Date: 8/9/2023
SPRINGFIELD — If you think the actors marching the picket lines in New York City and Los Angeles are spoiled millionaires, think again.
The overwhelming majority of SAG-AFTRA members are working people who are not stars and certainly not millionaires, as Springfield native David Starzyk explained.
Starzyk is one of those working actors. In a recent interview with Reminder Publishing — fresh from the picket line — he explained the demands being made of the actors union by producers as “an existential threat to our way of life.”
“People have the idea that actors are wealthy and have power. We don’t have power. The only power we have is to walk off the job,” Starzyk said.
He is a Classical High School graduate who attended American International College. He proudly noted that in 1976 as a teenager he delivered copies of The Reminder to the Sixteen Acres neighborhood.
Starzyk has been working in both films and television since 1993 and has appeared with performers such as Eva Longoria, Betty White, Don Johnson, Charlie Sheen, James Spader, Robert Urich, Eric Braeden and Mary McDonnell.
He has appeared on TV series including “NYPD Blue,” “Home Improvement,” “Criminal Minds,” “Veronica Mars,” “Charmed” and many others. In 2010, he had a recurring role as Valerie Bettinelli’s boyfriend on “Hot in Cleveland.”
The actors union is on strike against Alliance of Motion Picture and Television Producers, which includes Amazon/MGM, Apple, Disney/ABC/Fox, NBCUniversal, Netflix, Paramount/CBS, Sony and Warner Bros. Discovery (HBO), among others.
According to material on the SAG-AFTRA website, key points in the negotiations include wages keeping up with inflation; a better residual program for shows on streaming channels; protections from producers scanning background players, pay them for half-a day’s labor and using their images in perpetuity without consent or additional pay; and better support for health insurance.
Starzyk explained that in order to qualify for health insurance, members of the union must earn at least $26,000 in a year. Eighty-seven percent of the union’s membership do not meet that threshold.
“It’s insane, man,” Starzyk said, who added the public hears the multimillion salaries of top stars but that only is 13% of the union.
He explained there used to be a two-tier system of insurance, but that was changed and “people were cut off the rolls.”
Starzyk’s wife, Kim Fitzgerald, is also an actor and he explained that a performer needs several good jobs to keep up with the same kind of bills every month. He used the following as an example: for appearing on an episode of “Boston Legal,” he made $7,500 for the week’s labor — that sum is before taxes, and commission to both an agent and manager.
All actors then make additional money when the episodes in which they appeared are repeated.
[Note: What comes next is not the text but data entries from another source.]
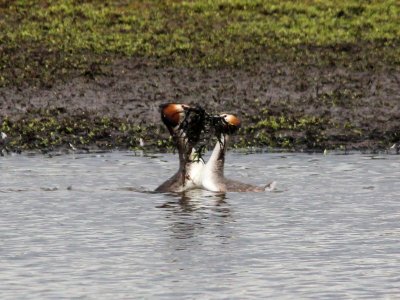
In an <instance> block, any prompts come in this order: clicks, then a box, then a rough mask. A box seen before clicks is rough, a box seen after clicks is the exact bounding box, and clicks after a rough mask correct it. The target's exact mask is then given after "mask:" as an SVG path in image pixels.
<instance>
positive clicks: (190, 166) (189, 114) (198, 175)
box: [156, 103, 272, 192]
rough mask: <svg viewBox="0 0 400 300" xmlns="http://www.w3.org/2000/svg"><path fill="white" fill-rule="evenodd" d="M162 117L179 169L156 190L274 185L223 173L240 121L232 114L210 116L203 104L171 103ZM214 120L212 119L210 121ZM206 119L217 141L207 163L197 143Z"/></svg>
mask: <svg viewBox="0 0 400 300" xmlns="http://www.w3.org/2000/svg"><path fill="white" fill-rule="evenodd" d="M160 108H161V119H162V121H163V123H164V124H165V126H166V127H167V128H168V131H169V132H170V134H171V136H172V138H173V140H174V142H175V144H176V146H177V148H178V152H179V170H178V172H177V173H175V175H173V176H172V177H171V178H170V179H168V180H167V181H165V182H164V183H163V184H161V185H160V186H159V187H158V188H157V189H156V191H157V192H183V191H186V190H190V189H195V188H200V189H205V190H209V191H212V192H227V191H235V192H246V191H252V192H263V191H268V190H271V188H272V186H271V185H267V186H266V187H259V186H254V185H251V184H246V183H242V182H239V181H235V180H231V179H227V178H225V176H224V164H225V154H226V150H227V146H228V141H229V135H230V134H232V133H234V132H236V131H237V130H238V129H239V127H240V120H239V119H238V118H237V117H236V116H234V115H231V114H222V115H220V116H213V117H209V116H208V115H207V113H206V112H205V111H204V110H203V109H202V108H200V107H191V106H188V105H185V104H176V103H168V104H164V105H161V106H160ZM210 120H211V121H210ZM207 122H211V123H212V124H211V126H213V127H214V129H215V132H216V135H217V139H218V141H217V143H216V145H215V147H214V150H213V152H212V154H211V157H210V158H209V160H208V162H207V163H204V161H203V160H202V159H201V158H200V157H199V154H198V152H196V150H195V148H194V147H195V145H196V144H197V143H198V142H199V139H200V135H201V133H202V131H203V130H204V128H205V125H206V123H207Z"/></svg>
Starzyk spoke about how residual checks are vital to acting, but with each repeated broadcast, the residuals decrease.
One of the issues the union is trying to resolve is residuals from series on streaming services such as Netflix and Disney+. Starzyk explained the streaming services are now dropping shows from its libraries in order to avoid paying residuals.
Bob Iger, the CEO of Disney has received much media attention because of comments he has made about needing to build a new yacht, a fact that actors such as Starzyk finds offensive.
According to Variety, Iger told a TV news show concerning the strike, “It’s very disturbing to me. We’ve talked about disruptive forces on this business and all the challenges we’re facing, the recovery from COVID which is ongoing, it’s not completely back. This is the worst time in the world to add to that disruption.”
The show business trade publication then noted Iger “has the potential to earn up to $27 million in 2023.”
Union activism is nothing new to Starzyk. He explained that his father worked at Monsanto in Indian Orchard where he was a union organizer.
The mood on the picket line is “great,” he said. The actors went on strike after members of the Writers Guild of America, who have been on strike for the past three months. Starzyk said there has been solidarity between the writers and actors, and members of teachers’ union as well as Teamsters have joined them on the picket lines.
Variety reported on Aug. 1, that after those three months of protest the AMPTP is interested in reopening negotiations with the WGA.
Starzyk said the idea of using artificial intelligence is a “frightening thing,” whether it’s used to recreate a human being in a film or write a script for a show or movie.
Starzyk doesn’t see the studio executives as creatives who understand that life of actors or writers.
“These guys are just bean counters who want to save as much money as they can,” he said.
Speaking of the films and TV shows made in this country, Starzyk said, “We’re the last widget makers in America” and noted the entertainment industry exports its products around the world, bringing back millions of dollars into the nation’s economy.
He added, “We’re not going to settle.”